DE LAS COSAS COMUNES //
A través del agua cristalina del mar que me llegaba hasta la cintura la descubrí en el fondo sobre la arena y quedé maravillado: era la primera vez que veía en vivo y a todo color una estrella de mar. Me incliné hasta meter la cabeza en el agua, la tomé y la saqué. “¡Mira papi!”, dije y él sonrió. “Es una estrella de mar”. “¿Me la puedo llevar?”. “Sí, métela en la bolsa”. Y metí mi tesoro en la bolsa cuadrada con asas, de tejido de plástico, de ésas que se usan para ir a comprar a la tienda de la esquina, y que nos servía para guardar los pescados que conseguíamos, y que en la bolsa, atada a un palo clavado en la arena, se mantenían vivos mientras llegaba la hora de emprender el camino de vuelta.
La sensación de tener algo nuevo, que seguramente usted conoce, me invadió desde ese momento. Pero a la hora de emprender el regreso vino la sorpresa y la desilusión, pues a la estrella se le habían desprendido sus cinco bracitos, y así ya no estaba bonita. Papá Venancio evidentemente sabía lo que iba a pasar, y yo tuve que conformarme y tirar al agua de vuelta todas las partes del anaranjado animalito.

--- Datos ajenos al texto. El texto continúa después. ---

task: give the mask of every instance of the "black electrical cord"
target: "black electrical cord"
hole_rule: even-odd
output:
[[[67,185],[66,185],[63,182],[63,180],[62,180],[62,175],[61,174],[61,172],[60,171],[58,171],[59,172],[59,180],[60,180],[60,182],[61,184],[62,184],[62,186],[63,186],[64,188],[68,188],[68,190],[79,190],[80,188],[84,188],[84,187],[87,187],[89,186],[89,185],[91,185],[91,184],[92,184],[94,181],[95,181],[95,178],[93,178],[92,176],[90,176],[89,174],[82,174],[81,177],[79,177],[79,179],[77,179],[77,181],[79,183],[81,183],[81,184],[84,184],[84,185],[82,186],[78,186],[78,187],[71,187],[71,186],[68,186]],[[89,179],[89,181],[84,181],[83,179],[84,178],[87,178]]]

Al rato me explicó que cuando las estrellas se sienten amenazadas activan un singular mecanismo de protección y se fragmentan, para aumentar sus probabilidades de supervivencia, pues cada pequeño brazo se convierte en una nueva estrella, y al centro original le salen otros nuevos cinco brazos.
Con los años me tocó que mis hijos descubran también las estrellas de mar, y les expliqué lo que mi padre me había enseñado. Entonces, se preguntaría usted, ¿cómo es que he visto en diversos sitios estrellas de mar enteras sirviendo de adorno? La explicación es que sí se puede conservarlas íntegras, y una opción para lograrlo es meterlas en una bolsa de plástico, donde se asfixian y no activan su mecanismo de supervivencia.
El mar guarda muchísimos secretos, y lo que conocemos de él es muy poco. ¿Se imagina usted qué cosas puede haber en las profundidades abismales de los océanos, donde se han avistado fantásticas formas de vida, y a las que nos es imposible descender porque la presión acabaría con nosotros? Así que sólo conocemos una parte de esos secretos, la que está a flor de agua, o en los linderos con la tierra. ¿Sabía usted que el pejesapo, cuyo nombre en lengua maya es xpú’, es comestible, aunque muchos dicen que es venenoso? Este pez de piel sin escamas y dientes de conejo, que tiene el lomo anaranjado pálido y la panza blanca, adornado con pintas similares a los que tienen los leopardos, tiene un mecanismo de defensa que consiste en inflarse hasta quedar como una pelota difícil de tragar por algún depredador. Pues si cae uno en su anzuelo no lo desperdicie; corte en círculo la piel donde terminan las agallas, quiebre hacia atrás la cabeza y jale para desprender el pellejo como si estuviera quitándole el calcetín a un pie: le queda un tubo de carne blanca que bien marinada es exquisita y casi no tiene huesos peligrosos. Se afirma que el pejesapo es venenoso, y lo es ciertamente, pero con la maniobra que le digo se desprenden de la parte aprovechable todas las vísceras y depósitos de líquidos riesgosos. Haga la prueba y disfrútelo a la mantequilla, por ejemplo.